Incomincia un periodo durissimo per Emily, ormai da anni "reclusa" in casa propria. Muore il padre (1874). La madre si ammala gravemente (1875). Muore Bowles (1878). Nello stesso anno ella si innamora di Otis Lord, un anziano giudice, vedovo, amico del padre, e a quanto pare, l'amore è ricambiato (ma sulla qualità del rapporto con lui non sappiamo quasi nulla). Intanto può anche godere dell'ammirazione della scrittrice Helen Hunt Jackson. Nel 1881 i coniugi Todd si trasferiscono ad Amherst: Mabel Todd diventerà l'amante di Austin, creando dissidi nella famiglia Dickinson. La catena delle tragedie riprende: muoiono la madre a Wadsworth (1882), l'amatissimo nipotino Gilbert (1883), il giudice Lord (1884). Emily è prostrata. Nel 1885 si ammala,e il 15 maggio 1886 muore nella casa di Amherst. La sorella Vinnie scopre i versi nascosti e incarica Mabel Todd di provvedere alla loro pubblicazione, che sarà sempre parziale fino all'edizione critica completa (1955) curata da Thomas H. Johnson, comprendente 1775 poesie.
 LE POESIE 
Non voglio assolutamente fare un "saggio critico" sulle poesie di Emily Dickinson, ma soltanto dirvi ciò che esse mi trasmettono...

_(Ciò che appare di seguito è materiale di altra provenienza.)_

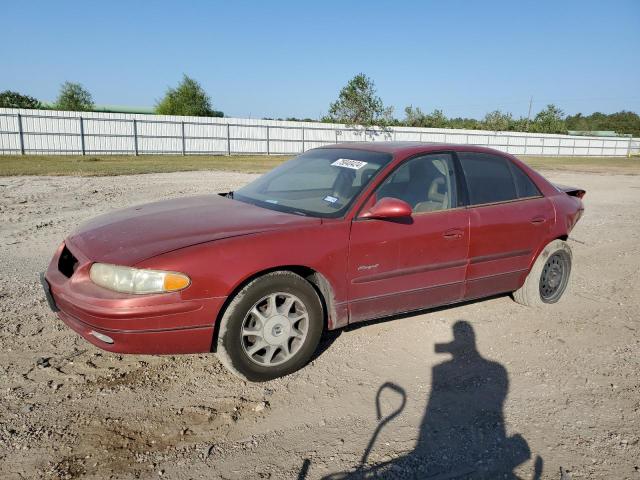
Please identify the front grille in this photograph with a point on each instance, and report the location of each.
(67, 263)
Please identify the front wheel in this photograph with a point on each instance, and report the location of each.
(271, 327)
(548, 279)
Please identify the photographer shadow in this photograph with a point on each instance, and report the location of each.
(462, 434)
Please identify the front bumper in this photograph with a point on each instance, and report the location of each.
(169, 323)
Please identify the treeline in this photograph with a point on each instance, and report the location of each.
(357, 104)
(187, 98)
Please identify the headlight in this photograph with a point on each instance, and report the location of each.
(135, 280)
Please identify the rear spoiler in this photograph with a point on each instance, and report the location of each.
(571, 191)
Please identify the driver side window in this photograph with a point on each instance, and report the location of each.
(426, 183)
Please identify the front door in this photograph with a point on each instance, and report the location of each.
(408, 264)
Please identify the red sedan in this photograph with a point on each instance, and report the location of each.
(338, 235)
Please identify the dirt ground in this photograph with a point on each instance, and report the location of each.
(568, 374)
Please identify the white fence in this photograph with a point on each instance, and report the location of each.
(85, 133)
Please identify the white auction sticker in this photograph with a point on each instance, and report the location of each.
(348, 163)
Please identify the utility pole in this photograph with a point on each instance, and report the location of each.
(529, 114)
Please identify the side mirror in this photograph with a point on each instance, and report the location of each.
(388, 207)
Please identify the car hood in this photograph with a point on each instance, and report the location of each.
(129, 236)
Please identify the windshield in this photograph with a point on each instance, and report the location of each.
(322, 183)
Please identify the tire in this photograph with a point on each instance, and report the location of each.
(285, 337)
(548, 279)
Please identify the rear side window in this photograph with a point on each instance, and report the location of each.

Le ho divise in gruppi... proprio a seconda di come io le ho "sentite"... 

LA LIBERTA'

L'AMORE

LA VITA

Quella che mi ha colpito di piu' la metto qua... c'è scritto "uomo"... mi piace pensare invece che ci sia scritto persona/individuo... 



- 543 -



Temo un uomo di poche parole



temo un uomo che tace 



l'arringatore - posso superarlo



il chiacchierone -

posso intrattenerlo -



ma colui che pondera

mentre gli altri spendono tutto ciò che hanno -



di quest'uomo diffido 



temo c'egli sia un grande.



Non sempre è vero... ma l'invito alla riflessione prima di parlare... serve, invece, sempre...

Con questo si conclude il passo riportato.